Just like players onstage, our minds are powerful storytellers, DesMaisons says. When something occurs—we receive a curt text from a friend, for example—we build a narrative around it that affects how we respond. Often, that narrative takes us in a negative and thus more limiting direction. It’s not that you have to choose a Pollyanna perspective, he says. But when you can choose a neutral or even slightly positive starting point, “a broader horizon is possible.” (In other words, if you allow that your friend may have been distracted when he or she sent you that curt text, you’ll have more options for responding than if you assume your friend hates you because of something you said.)
Take the offer.
Adam Tobin, ’93
Screenwriter, Stanford senior lecturer in art and art history
One of the many things that improv taught Adam Tobin is that there are offers everywhere, just waiting to be noticed and accepted. “An improviser goes onstage with nothing, and just by the posture of their partner, they can start a certain scene,” he says. We all instinctively do this all the time, Tobin says, but it gets more difficult when we’re put on the spot.
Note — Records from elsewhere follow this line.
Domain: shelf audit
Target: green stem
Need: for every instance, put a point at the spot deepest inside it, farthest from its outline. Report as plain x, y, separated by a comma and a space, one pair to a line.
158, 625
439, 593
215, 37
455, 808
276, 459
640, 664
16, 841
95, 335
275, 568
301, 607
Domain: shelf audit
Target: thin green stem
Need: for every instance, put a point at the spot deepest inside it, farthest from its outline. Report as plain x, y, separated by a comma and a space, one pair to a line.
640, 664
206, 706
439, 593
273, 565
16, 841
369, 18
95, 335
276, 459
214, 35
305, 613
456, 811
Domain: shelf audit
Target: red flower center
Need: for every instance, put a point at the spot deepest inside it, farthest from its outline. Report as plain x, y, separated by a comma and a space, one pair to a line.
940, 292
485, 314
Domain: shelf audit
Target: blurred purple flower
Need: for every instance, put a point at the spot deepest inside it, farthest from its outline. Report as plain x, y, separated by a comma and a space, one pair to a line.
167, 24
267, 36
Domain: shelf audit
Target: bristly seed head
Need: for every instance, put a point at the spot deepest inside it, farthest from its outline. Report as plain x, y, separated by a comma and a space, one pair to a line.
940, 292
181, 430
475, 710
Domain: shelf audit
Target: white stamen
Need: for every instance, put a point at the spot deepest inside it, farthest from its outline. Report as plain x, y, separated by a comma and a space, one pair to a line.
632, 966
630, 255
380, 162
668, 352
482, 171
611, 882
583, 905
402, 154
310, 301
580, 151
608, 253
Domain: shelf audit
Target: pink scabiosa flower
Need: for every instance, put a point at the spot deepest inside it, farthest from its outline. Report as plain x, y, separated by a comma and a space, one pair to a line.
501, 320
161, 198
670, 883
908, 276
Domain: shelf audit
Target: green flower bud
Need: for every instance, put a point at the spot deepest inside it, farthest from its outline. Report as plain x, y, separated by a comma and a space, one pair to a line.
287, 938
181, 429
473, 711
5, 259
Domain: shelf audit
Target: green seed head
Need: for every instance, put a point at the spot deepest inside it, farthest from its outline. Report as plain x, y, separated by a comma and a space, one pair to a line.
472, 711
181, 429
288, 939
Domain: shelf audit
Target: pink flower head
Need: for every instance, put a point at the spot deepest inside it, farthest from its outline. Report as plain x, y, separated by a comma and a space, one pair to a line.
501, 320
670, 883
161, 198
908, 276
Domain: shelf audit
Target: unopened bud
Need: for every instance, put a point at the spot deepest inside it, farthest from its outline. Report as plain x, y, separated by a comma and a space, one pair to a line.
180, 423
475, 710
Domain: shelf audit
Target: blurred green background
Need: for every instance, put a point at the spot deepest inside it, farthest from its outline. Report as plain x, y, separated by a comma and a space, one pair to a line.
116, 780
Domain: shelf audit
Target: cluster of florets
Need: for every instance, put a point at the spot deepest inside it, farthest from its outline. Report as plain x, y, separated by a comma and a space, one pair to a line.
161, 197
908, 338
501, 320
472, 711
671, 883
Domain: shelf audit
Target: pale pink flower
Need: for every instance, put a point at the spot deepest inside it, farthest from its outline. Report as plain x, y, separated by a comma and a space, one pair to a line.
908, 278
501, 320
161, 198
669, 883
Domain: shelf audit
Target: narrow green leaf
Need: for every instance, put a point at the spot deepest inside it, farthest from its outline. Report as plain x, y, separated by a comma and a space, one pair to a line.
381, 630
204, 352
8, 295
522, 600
The lesson he derived from improv of accepting the offers posed by the people and situations around him, he says, has helped him successfully pitch TV scripts and has influenced his teaching. “Rather than thinking of my teaching as a one-way lecture, I constantly think of it as something that the students are participating in, that we’re building together.”
Seizing offers might be as simple as an exercise Tobin sometimes does with his screenwriting students: He’ll ask them to write down a title for a movie or TV series using their own first initial, and then start thinking about what that story might be. “The point is to get information, notice it, and then trust yourself enough that you can play around with it a little bit. And it doesn’t have to be perfect.”